Whitefield Park
- Location: Cambuslang, Scotland
- Coordinates: 55°48′58″N 4°09′36″W﻿ / ﻿55.8160°N 4.1600°W
- Owner: Cambuslang F.C.
- Surface: Grass

Construction
- Opened: 1888
- Closed: 1897

Tenant
- Cambuslang F.C. (1888–1897)

= Whitefield Park =

Former football ground in Cambuslang, Scotland

Whitefield Park was a football ground in Cambuslang, Scotland. It was the home ground of Cambuslang F.C. between 1888 and 1897, including their two seasons in the Scottish Football League.

==History==
The park was named after 18th century preacher George Whitefield whose Cambuslang Work religious revival events had attracted thousands to the area in 1742. Cambuslang moved to Whitefield Park from Westburn Park in 1888. The ground included an uncovered seated stand on the western side of the pitch and embankment behind the southern end of the pitch; there was also a pavilion in the south-western corner of the site. In 1890 Cambuslang were founder members of the Scottish Football League, and the first league match was played at the ground on 16 August 1890 with Cambuslang beating Vale of Leven 8–2.

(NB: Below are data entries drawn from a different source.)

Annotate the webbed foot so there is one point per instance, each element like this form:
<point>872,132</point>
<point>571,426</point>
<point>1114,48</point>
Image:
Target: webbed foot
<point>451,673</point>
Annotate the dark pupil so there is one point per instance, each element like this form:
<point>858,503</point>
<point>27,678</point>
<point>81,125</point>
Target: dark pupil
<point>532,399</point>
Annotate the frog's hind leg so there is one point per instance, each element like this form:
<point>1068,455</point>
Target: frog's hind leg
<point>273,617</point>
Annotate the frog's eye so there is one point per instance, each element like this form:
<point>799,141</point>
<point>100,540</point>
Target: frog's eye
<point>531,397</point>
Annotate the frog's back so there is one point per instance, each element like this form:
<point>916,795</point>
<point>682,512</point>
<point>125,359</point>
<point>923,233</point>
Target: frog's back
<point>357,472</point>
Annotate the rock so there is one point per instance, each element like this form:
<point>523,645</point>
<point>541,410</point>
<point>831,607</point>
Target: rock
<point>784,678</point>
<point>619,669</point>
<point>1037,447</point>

The first-ever hat-trick in the SFL was scored at Whitefield Park on 23 August 1890 when John McPherson scored four goals for Rangers on 23 August 1890. Cambuslang dropped out of the league at the end of the 1891–92 season and folded in 1897.

A lawn bowling club, also named Whitefield, nowadays occupies part of the site, with the remainder being housing.

==Whitefield F.C. ground==

There was also a Whitefield Park in Govan, which was then home ground of the Whitefield F.C. club in the 1880s.